The Electric Power Research Institute (EPRI) estimates that data centers supporting advanced AI models could account for up to 9.1 percent of the United States’ total energy demand by the end of the decade, a significant increase from approximately 4.4 percent today. To meet this burgeoning energy demand, major tech companies are exploring diverse power generation strategies. Meta, Google, and Microsoft have all forged partnerships with nuclear power plants. Notably, Microsoft has signed a 20-year agreement to source energy from the Three Mile Island nuclear facility in Pennsylvania to power its growing data center fleet. Meta is also making substantial investments in geothermal technology, while OpenAI CEO Sam Altman is reportedly investing in experimental nuclear fusion, acknowledging that the coming age of AI will necessitate an “energy breakthrough.” Despite these efforts, recent research suggests that it is almost certain that more fossil fuels, particularly natural gas, will be required to fully meet AI’s massive energy requirements.
However, the researchers believe their findings can empower everyday AI users to mitigate their carbon impact.
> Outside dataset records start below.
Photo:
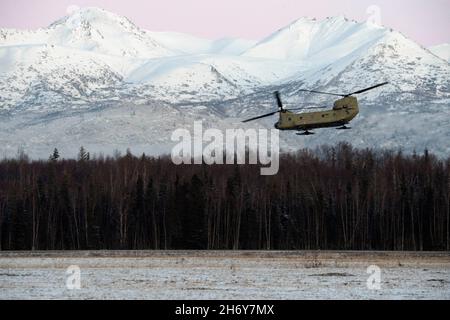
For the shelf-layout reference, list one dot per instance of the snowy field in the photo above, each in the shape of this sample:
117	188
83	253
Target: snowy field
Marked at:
224	275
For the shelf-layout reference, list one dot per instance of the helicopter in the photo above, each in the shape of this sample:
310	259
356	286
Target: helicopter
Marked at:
344	111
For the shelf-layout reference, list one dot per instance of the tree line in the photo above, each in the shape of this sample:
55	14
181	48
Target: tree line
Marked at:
331	198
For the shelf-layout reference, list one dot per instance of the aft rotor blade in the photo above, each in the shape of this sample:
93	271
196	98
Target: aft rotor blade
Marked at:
367	89
260	117
320	92
296	109
277	96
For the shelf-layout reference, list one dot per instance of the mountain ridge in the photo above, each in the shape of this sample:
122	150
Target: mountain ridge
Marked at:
92	62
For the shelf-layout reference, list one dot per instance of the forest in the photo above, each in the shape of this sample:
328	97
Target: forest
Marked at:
329	198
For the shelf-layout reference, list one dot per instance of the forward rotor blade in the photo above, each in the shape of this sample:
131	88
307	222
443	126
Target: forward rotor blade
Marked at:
367	89
260	117
277	96
320	92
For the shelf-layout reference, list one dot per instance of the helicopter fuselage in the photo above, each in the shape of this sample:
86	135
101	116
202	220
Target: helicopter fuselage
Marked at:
344	110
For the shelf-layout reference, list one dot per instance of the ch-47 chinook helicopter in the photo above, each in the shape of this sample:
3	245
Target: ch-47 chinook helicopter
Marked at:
344	111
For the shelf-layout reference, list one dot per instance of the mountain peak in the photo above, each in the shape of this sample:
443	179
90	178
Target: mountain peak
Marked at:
306	37
87	16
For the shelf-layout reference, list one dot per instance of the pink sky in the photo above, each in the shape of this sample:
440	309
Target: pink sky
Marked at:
426	21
By understanding the significantly higher energy intensity of reasoning models, users could opt to use them more sparingly, relying on concise models for general daily tasks such as web searches and basic question answering. Dauner emphasized this point, stating, “If users know the exact CO₂ cost of their AI-generated outputs, such as casually turning themselves into an action figure, they might be more selective and thoughtful about when and how they use these technologies.” This proactive user behavior, coupled with ongoing advancements in energy-efficient AI design, will be crucial in navigating the environmental challenges posed by the rapid expansion of artificial intelligence.